Re: URL +1, LSID -1 from Alan Ruttenberg on 2007-07-15 (public-semweb-lifesci@w3.org from July 2007)

From: Alan Ruttenberg <alanruttenberg@gmail.com>
Date: Sat, 14 Jul 2007 22:17:27 -0400
To: Eric Jain <Eric.Jain@isb-sib.ch>
Cc: wangxiao@musc.edu, Michel_Dumontier <Michel_Dumontier@carleton.ca>, public-semweb-lifesci <public-semweb-lifesci@w3.org>, Mark Wilkinson <markw@illuminae.com>, Benjamin Good <goodb@interchange.ubc.ca>, Natalia Villanueva Rosales <naty.vr@gmail.com>
Message-Id: <A4A72177-A5D1-4537-A13B-BF9FF30DC6D5@gmail.com>
Summary: This is a technical discussion in which respond to various  
points that Eric makes in his message regarding the utility of using  
PURLs, which I place in the context of making statements on the  
semantic web.

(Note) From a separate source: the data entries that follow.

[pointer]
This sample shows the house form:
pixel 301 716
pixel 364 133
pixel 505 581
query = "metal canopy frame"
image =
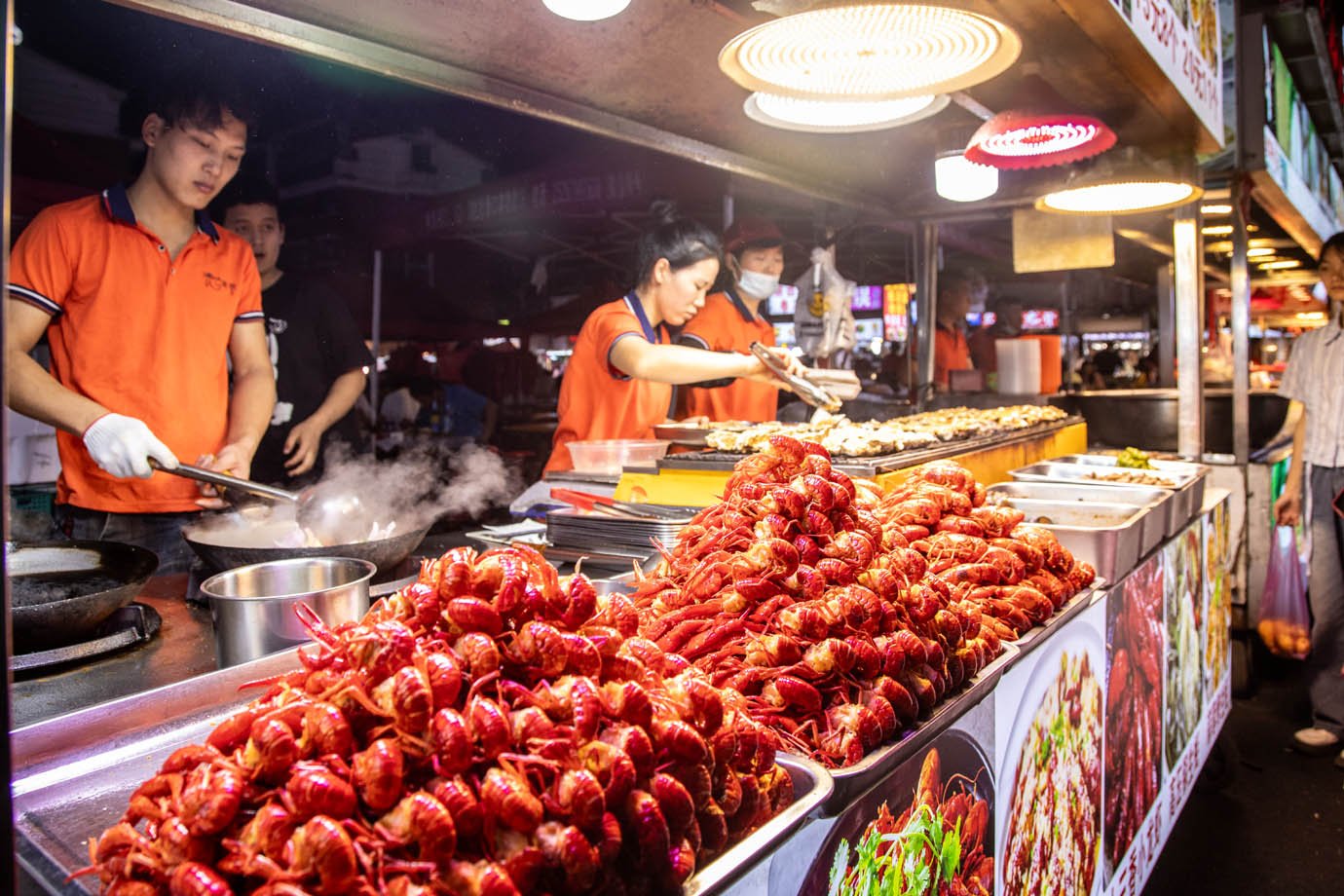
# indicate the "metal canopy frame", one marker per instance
pixel 230 17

Comments are in line with the original conversation  
because they refer to specific passages of his original message.

[ I'm going to be experiment with including short summaries at the  
top of long messages at the suggestion of some colleagues who need a  
better way of prioritizing emails]

Hi Eric,

On Jul 14, 2007, at 10:26 AM, Eric Jain wrote:

> Alan Ruttenberg wrote:
>
> I'm not at all saying that you wouldn't want to attach any  
> statements to a specific representation, but that if you did, you'd  
> better use the actual URL of the representation, not some PURL.

The point of having the PURLs  is to ensure that there is a mechanism  
for handling three cases that LSIDs were intended to address (but  
which can be addressed without the trouble of introducing a separate  
resolving mechanism)
1) To be immune from the "actual URL of the representation" changing.  
(e.g. beta.uniprot.org goes out of beta)
2) To enable switching to a backup if the server is turned off, or  
certain pages go 404
3) To facilitate local caching of content from servers such as  
uniprot in such a way as to not adjust what URLs clients need to use  
to access this content.

Many of us who have worked in the field have seen (and been burned  
by) variants of these cases over the years.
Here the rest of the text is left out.